All of that brings me to my move to Portland. This move was the biggest culture shock of my life. I remember reeling for several months, along with my wife, about how “white” Portland seemed. Was this the case? Or was it just more segregated than anywhere we had ever lived? Either way, we were uncomfortable. My wife had just finished directing a preschool in the Bay Area with at least a dozen ethnicities represented. She accepted a job in Portland and the entire class was Caucasian. I remember many talks with her as she grieved the loss of different ethnicities, and the education that multiple cultures brought to the classroom. I have to reflect long and hard and ask if I’ve been blinded to the ethnic division in Portland over the past 8 years. I’m not shocked by it anymore. I don’t find myself even noticing it much. I don’t find myself being proactive about this issue in my culture, or in my church. This has begun to mess with me.
God’s desire for the church is that there would be no division. When Jesus taught his disciples to pray, he prayed “Your will be done on earth as it is in heaven” (Matthew 6:10). Jesus is praying for the Kingdom of God to break in. Why would he pray this unless it was possible? Why would he pray this unless it was the expectation? Part of God’s revelation to John is that every nation, tribe, and language would praise God together (Revelation 7:9). This is the final bookend. This is the Kingdom of God that Jesus prays will be ushered in on earth. Why would we not pursue this?
Heavenly Father, I confess that I have not pursued your Kingdom in its fullness in many arenas of life. Specifically, I confess that the issue of division within the church has gone largely unnoticed by me for too long. Please forgive me. I choose to repent, and make this a priority in my life. I surrender to you my time and my influence. Take all of who I am, and use them for your glory.

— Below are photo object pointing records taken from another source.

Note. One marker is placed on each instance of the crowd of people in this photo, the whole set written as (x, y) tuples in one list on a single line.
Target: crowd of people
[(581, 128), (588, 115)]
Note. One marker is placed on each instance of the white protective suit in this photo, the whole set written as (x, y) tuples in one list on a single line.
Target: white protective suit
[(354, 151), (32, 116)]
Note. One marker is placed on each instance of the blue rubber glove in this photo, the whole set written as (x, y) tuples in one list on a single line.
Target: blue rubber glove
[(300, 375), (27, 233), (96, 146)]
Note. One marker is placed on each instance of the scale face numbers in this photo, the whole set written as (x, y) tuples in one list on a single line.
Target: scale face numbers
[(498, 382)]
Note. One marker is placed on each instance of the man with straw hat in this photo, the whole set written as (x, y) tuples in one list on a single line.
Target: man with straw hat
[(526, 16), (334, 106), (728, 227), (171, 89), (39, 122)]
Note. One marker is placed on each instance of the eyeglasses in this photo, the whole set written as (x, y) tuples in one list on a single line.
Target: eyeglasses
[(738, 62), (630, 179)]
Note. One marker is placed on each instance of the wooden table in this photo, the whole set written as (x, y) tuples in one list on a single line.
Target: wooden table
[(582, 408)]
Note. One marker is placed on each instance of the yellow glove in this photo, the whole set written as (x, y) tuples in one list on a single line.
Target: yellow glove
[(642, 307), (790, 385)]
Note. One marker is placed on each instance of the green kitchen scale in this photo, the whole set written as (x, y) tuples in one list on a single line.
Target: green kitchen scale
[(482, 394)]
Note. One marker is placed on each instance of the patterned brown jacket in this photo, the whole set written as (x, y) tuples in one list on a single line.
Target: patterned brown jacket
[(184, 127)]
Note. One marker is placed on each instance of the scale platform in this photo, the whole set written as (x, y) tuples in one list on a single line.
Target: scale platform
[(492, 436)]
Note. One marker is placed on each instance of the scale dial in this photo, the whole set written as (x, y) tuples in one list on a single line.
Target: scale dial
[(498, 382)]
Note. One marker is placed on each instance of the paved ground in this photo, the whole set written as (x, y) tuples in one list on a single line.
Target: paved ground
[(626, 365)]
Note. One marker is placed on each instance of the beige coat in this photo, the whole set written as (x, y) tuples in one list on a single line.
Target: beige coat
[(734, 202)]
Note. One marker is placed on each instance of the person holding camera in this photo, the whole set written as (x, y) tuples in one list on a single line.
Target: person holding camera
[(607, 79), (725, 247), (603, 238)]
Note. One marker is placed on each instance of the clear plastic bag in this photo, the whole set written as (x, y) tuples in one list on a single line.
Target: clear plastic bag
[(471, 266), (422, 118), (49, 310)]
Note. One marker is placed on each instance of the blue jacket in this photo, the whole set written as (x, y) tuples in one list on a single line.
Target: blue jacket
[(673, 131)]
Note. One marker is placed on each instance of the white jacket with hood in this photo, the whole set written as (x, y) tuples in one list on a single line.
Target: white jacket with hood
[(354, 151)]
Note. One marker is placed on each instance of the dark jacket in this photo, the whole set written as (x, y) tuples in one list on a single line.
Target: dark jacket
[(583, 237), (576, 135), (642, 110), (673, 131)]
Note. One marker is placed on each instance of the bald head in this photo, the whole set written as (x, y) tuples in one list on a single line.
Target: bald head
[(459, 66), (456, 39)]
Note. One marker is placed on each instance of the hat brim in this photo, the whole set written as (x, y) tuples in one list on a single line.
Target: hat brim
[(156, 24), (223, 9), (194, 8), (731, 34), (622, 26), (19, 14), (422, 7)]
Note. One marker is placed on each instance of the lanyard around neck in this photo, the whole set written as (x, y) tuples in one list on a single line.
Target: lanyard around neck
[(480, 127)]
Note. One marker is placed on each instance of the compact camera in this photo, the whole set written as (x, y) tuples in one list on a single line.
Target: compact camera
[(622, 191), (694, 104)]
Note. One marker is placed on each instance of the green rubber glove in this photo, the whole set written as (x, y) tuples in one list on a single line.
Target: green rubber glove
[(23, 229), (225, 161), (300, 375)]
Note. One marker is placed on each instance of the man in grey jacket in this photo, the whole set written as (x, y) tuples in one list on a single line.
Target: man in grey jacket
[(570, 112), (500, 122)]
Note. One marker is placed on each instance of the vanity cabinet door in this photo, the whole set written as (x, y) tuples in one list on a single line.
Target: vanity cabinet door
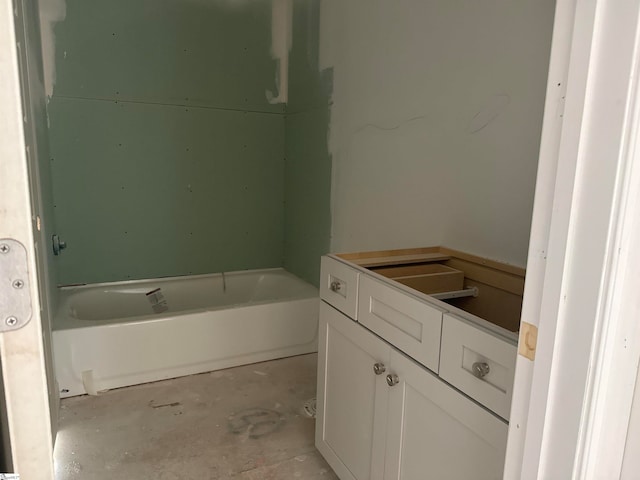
[(435, 432), (352, 397)]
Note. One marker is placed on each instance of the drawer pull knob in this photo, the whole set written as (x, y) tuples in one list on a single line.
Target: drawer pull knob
[(379, 368), (480, 369), (392, 379)]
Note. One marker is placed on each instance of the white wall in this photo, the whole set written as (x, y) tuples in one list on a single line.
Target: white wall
[(435, 122)]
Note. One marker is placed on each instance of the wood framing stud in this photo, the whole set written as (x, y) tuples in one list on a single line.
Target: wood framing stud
[(528, 340)]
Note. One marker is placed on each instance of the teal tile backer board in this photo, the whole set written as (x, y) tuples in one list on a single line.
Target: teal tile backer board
[(144, 191), (188, 52), (167, 159)]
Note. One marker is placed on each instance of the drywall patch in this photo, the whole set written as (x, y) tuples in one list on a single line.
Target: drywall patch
[(51, 12), (281, 24)]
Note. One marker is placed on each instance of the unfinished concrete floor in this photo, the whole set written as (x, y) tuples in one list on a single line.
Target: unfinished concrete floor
[(244, 423)]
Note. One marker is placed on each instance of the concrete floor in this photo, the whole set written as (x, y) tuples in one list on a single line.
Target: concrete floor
[(243, 423)]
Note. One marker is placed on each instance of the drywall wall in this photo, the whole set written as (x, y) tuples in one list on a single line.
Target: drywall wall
[(435, 121), (50, 13), (307, 216), (167, 157)]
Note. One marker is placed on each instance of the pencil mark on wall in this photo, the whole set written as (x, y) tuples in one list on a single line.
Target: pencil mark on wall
[(488, 113)]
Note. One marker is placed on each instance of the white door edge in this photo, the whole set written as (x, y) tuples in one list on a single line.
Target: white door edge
[(571, 406)]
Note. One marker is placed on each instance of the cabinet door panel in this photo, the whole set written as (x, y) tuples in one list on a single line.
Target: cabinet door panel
[(435, 432), (352, 399)]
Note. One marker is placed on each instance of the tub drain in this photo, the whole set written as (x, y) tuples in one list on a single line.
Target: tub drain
[(310, 407)]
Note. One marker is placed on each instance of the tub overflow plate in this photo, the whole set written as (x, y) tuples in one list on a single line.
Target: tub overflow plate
[(15, 291)]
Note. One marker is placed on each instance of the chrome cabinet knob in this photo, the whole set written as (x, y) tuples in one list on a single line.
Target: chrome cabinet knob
[(480, 369), (379, 368), (392, 379)]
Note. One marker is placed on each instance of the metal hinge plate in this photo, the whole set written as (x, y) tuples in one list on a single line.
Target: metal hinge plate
[(15, 291)]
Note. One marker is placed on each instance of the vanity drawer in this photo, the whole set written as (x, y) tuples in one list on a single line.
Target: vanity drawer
[(408, 323), (339, 286), (480, 364)]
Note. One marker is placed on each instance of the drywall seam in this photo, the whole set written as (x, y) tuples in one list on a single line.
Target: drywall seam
[(281, 24), (51, 12)]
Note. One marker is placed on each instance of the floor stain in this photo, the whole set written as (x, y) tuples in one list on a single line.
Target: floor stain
[(173, 404), (256, 422)]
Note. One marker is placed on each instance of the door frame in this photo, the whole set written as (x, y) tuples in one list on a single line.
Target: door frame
[(571, 406), (21, 351)]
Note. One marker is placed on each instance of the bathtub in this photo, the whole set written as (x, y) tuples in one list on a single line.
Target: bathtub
[(113, 335)]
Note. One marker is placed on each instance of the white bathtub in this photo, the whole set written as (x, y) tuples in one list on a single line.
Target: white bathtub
[(118, 334)]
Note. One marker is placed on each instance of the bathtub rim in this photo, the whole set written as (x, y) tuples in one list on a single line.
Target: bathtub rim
[(62, 320)]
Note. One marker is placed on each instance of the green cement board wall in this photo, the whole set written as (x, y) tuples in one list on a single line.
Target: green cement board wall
[(308, 163), (166, 157)]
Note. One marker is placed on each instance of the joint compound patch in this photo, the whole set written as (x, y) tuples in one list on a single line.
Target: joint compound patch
[(157, 301)]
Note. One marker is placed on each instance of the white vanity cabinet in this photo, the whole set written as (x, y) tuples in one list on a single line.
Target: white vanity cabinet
[(382, 415), (411, 387)]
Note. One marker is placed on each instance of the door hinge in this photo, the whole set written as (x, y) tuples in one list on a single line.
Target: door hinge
[(15, 291), (528, 340)]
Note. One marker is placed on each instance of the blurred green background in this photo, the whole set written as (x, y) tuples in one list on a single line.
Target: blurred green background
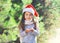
[(11, 12)]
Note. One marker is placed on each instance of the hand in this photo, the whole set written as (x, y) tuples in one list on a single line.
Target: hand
[(27, 30)]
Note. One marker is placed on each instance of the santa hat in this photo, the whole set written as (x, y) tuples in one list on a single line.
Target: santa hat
[(30, 9)]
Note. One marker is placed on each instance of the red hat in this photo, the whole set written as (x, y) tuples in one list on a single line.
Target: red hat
[(35, 12)]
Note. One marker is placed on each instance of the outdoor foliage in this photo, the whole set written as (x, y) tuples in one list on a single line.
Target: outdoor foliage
[(11, 12)]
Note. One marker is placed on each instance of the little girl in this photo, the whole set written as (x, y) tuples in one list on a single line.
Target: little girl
[(28, 27)]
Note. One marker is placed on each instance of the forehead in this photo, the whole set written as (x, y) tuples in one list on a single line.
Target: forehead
[(28, 13)]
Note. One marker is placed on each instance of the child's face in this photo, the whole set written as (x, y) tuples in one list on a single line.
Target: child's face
[(28, 16)]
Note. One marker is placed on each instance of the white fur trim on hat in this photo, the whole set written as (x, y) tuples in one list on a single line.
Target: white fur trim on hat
[(28, 10)]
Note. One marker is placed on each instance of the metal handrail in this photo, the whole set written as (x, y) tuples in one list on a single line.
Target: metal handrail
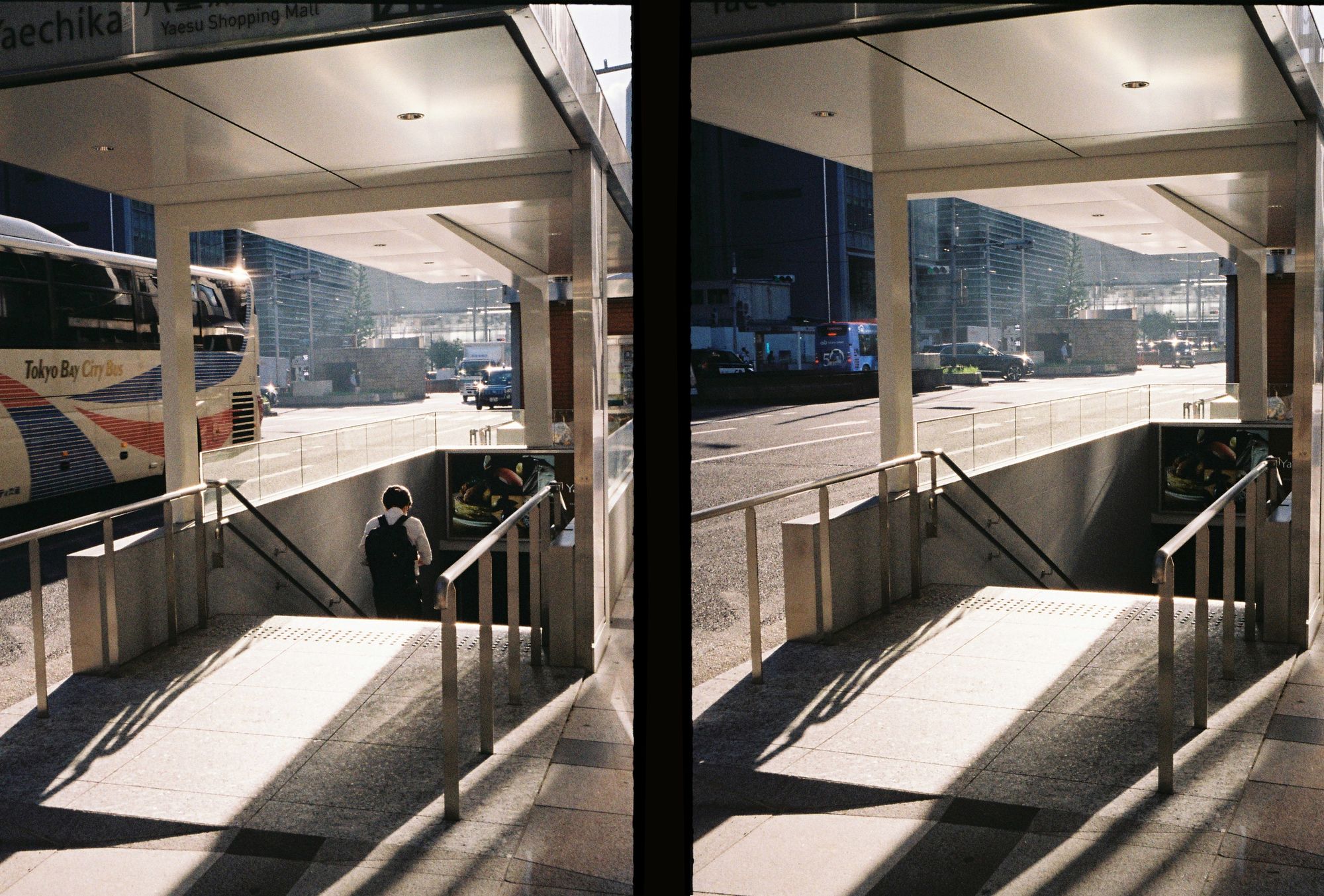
[(1003, 515), (751, 505), (285, 541), (1163, 576), (107, 576), (481, 554)]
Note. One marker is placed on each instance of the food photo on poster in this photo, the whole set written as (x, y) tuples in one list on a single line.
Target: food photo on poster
[(485, 489), (1203, 463)]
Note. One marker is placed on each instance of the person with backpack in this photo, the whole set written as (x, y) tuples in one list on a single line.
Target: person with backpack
[(395, 546)]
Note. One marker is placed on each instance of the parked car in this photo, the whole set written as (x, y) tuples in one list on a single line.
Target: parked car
[(714, 362), (1176, 353), (987, 359), (495, 388)]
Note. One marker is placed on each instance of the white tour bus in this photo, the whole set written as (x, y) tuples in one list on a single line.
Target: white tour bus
[(80, 365)]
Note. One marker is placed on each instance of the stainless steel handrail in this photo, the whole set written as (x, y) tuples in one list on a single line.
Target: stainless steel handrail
[(751, 505), (1163, 576), (481, 554), (107, 576)]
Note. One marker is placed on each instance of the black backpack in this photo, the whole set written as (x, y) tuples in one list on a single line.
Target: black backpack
[(391, 555)]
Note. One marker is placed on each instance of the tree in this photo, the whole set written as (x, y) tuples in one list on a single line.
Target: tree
[(359, 324), (1072, 291), (1158, 326), (447, 354)]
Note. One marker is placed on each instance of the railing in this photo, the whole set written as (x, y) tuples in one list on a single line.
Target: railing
[(912, 461), (481, 554), (280, 465), (1163, 576), (107, 576), (988, 437), (223, 484)]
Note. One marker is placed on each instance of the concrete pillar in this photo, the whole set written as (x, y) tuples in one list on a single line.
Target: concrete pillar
[(589, 328), (179, 396), (1303, 580), (537, 354), (892, 277), (1252, 336)]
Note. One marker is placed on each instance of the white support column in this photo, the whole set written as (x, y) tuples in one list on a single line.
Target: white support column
[(1252, 336), (589, 328), (892, 279), (175, 308), (537, 369)]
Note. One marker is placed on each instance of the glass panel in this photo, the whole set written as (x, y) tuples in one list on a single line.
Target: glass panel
[(995, 436)]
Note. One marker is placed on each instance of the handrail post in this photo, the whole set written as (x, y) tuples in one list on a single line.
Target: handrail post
[(201, 559), (485, 652), (513, 615), (108, 596), (826, 563), (219, 558), (449, 707), (1229, 586), (171, 599), (916, 529), (536, 584), (885, 543), (39, 627), (753, 586), (1202, 665), (1254, 506), (1166, 656)]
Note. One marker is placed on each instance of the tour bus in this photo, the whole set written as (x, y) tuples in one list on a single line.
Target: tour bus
[(852, 346), (80, 365)]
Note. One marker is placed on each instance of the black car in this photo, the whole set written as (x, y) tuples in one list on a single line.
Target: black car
[(716, 362), (496, 388), (987, 359)]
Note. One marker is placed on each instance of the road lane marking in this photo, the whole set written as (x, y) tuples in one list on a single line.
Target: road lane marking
[(853, 423), (778, 448)]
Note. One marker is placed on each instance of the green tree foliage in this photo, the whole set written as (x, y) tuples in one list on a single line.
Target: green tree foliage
[(1158, 326), (1072, 291), (359, 324), (447, 354)]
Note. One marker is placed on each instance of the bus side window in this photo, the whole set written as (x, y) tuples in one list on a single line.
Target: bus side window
[(24, 314)]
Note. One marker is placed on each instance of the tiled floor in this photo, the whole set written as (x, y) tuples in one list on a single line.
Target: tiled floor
[(292, 755), (1004, 742)]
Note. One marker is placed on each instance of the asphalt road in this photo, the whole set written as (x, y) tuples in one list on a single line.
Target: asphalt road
[(17, 643), (739, 453)]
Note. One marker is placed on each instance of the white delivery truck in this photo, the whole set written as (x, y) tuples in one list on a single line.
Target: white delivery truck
[(479, 358)]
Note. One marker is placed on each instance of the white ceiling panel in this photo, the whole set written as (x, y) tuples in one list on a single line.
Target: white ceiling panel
[(160, 141), (1061, 75), (880, 105), (338, 107)]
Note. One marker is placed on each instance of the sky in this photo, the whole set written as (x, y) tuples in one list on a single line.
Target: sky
[(606, 34)]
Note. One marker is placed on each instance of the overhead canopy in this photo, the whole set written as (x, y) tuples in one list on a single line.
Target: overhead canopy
[(1040, 87), (502, 93)]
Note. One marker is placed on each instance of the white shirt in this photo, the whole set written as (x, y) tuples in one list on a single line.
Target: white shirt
[(414, 529)]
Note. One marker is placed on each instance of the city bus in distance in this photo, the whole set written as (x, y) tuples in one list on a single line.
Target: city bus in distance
[(847, 347), (81, 373)]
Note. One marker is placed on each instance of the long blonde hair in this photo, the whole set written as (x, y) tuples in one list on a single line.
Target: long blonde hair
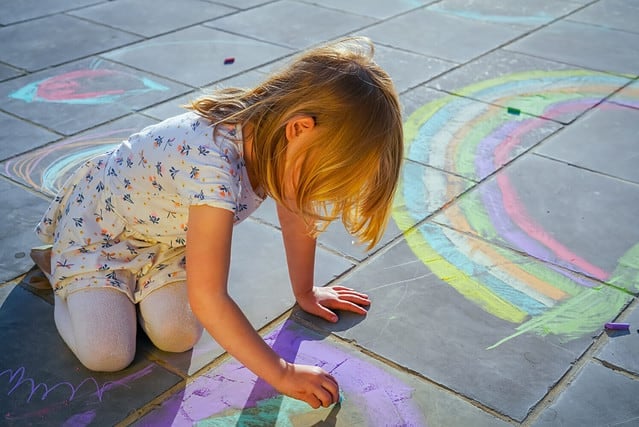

Heavenly Father, I don’t have the answers for such a systemic, overwhelming problem. But I believe you do. And I believe that you choose to use your people as a part of your mysterious Kingdom in-breaking. Thank you for bringing people to Imago Dei Community who care about this issue. Help me to learn from them. Thank you for burning upon their hearts to create a ministry, “Reconcile,” to address this problem. Help me to be a support to them. And thank you for your continual transformational work among all your people at Imago Dei. Help us all to desire that your kingdom come, and your will be done. Help that desire lead to decisive action so that there would be no racism among us, and therefore no division marring your bride. We need you. I need you.